As he did, he glanced out the window and squinted at the bright snow on the porch and on the thicket at the garden’s edge. It had accumulated overnight, and although it was smooth as icing the snow weighed unevenly along the hedge’s length, undulating where it strained on the branches. The black wires above hung slack and bare and still.

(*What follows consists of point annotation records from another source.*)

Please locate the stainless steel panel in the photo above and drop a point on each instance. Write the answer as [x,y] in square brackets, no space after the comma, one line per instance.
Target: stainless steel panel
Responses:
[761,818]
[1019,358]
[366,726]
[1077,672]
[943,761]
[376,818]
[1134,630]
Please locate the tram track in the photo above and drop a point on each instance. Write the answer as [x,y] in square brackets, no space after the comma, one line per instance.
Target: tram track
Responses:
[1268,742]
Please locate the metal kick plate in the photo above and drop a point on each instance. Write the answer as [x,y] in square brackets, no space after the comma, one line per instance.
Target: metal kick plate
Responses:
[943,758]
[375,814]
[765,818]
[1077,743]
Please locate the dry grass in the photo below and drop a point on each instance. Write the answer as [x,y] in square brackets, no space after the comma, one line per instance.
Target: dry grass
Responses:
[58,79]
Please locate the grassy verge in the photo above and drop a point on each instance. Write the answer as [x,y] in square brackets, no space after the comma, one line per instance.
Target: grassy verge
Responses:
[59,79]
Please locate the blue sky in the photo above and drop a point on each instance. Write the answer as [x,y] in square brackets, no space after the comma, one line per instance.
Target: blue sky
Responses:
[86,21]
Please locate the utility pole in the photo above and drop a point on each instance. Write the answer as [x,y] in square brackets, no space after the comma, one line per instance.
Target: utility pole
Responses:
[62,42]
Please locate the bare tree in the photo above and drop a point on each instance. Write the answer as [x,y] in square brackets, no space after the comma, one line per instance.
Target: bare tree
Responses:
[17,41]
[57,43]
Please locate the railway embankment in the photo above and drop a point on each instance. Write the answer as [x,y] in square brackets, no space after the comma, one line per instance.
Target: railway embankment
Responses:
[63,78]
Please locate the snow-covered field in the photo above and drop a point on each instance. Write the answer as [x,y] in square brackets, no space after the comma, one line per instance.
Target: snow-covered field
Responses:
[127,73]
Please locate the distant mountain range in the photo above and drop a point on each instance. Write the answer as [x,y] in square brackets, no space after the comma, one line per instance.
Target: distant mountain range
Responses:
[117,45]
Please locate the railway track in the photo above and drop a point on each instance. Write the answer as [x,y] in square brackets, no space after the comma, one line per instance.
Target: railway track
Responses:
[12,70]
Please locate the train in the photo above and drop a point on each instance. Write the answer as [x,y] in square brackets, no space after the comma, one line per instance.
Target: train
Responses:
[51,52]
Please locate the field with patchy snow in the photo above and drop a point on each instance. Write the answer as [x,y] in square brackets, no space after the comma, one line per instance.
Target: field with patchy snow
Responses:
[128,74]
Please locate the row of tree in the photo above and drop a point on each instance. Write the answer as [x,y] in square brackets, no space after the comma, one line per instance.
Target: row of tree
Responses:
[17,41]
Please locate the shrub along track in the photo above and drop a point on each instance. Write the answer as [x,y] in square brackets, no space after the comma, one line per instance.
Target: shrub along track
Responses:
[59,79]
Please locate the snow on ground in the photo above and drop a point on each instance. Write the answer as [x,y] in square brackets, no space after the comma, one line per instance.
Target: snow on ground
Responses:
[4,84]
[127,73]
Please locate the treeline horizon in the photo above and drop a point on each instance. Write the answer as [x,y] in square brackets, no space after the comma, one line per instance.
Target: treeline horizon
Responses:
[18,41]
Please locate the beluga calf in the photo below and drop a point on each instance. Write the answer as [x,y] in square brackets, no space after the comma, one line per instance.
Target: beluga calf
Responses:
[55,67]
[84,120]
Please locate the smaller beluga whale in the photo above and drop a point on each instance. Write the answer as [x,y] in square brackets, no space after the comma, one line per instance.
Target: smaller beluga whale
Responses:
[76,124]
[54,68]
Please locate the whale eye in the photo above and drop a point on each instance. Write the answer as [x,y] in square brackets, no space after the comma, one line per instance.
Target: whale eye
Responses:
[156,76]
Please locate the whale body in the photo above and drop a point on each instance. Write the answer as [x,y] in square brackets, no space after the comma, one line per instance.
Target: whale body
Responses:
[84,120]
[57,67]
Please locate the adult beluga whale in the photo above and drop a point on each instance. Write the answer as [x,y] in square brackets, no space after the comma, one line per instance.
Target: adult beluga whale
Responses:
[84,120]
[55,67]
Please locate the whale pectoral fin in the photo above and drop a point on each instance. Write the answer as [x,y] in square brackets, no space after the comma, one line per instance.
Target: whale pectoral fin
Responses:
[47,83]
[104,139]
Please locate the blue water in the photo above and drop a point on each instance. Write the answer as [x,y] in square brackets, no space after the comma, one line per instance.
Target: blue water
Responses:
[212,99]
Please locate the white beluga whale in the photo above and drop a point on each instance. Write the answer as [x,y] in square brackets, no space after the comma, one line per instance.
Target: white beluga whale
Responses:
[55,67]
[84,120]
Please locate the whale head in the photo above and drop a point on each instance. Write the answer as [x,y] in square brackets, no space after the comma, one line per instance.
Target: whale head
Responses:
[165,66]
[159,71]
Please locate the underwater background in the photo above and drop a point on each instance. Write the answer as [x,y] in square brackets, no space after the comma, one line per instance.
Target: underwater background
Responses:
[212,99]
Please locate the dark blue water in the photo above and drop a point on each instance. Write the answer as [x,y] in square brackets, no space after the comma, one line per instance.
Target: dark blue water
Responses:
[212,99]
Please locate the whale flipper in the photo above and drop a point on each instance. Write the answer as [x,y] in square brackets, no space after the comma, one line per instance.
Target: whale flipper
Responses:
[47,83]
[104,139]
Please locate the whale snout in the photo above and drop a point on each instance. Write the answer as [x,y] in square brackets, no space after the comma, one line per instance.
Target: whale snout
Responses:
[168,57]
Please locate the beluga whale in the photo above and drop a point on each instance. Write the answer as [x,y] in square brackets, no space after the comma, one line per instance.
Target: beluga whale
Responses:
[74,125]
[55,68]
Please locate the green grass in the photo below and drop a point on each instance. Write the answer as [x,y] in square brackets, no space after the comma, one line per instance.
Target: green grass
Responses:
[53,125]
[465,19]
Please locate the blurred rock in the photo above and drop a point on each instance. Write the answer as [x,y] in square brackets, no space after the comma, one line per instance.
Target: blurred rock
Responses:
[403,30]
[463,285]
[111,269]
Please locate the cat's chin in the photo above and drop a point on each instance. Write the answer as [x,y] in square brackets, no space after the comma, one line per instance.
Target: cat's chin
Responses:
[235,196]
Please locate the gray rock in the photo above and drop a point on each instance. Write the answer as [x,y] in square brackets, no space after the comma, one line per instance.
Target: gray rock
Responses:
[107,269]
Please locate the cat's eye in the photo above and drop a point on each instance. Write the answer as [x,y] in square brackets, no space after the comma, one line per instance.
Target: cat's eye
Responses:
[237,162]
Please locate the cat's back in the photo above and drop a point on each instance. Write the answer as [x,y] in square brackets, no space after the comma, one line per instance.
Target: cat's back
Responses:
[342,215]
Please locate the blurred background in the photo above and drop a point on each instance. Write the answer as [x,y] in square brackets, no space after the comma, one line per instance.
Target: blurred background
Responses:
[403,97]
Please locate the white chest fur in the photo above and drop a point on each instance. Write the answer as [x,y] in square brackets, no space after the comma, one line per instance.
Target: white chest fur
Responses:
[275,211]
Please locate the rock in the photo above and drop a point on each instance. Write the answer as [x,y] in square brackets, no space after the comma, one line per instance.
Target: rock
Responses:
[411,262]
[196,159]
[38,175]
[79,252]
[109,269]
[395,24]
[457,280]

“Was it her, then?” he asked, glancing back at the recipe. “(Mustard.)”

“Apparently.”

“Well, what can I say but sorry again,” he insisted, looking directly at her. “I felt sure it was Karine, or someone else.”

“So you did.” She stood at the threshold between the dining room and the kitchen, toying with a tear on her phone’s latex cover.

“Oh, come on, Syb,” he said, reaching for a teaspoon. “Let’s move on. I did apologize, didn’t I?”

“Yes, you did.” Her tone sounded conciliatory but he felt that more was required.

“And I meant it,” he said as he put down the powdered mustard and the spoon, dragging the steaming pot clear off the burner.

“Look, Sybill,” he said, turning. “I regret talking to you like that. I guess I was feeling a bit feisty and maybe not in the best of moods – what with that play I sort of dragged everyone to, and… Well, what more can I say but that I really didn’t mean to embarrass you…?”

Still fiddling with her phone, she said nothing. He took hold of it so she would pay attention; her hand dangled briefly, then rested on her other wrist.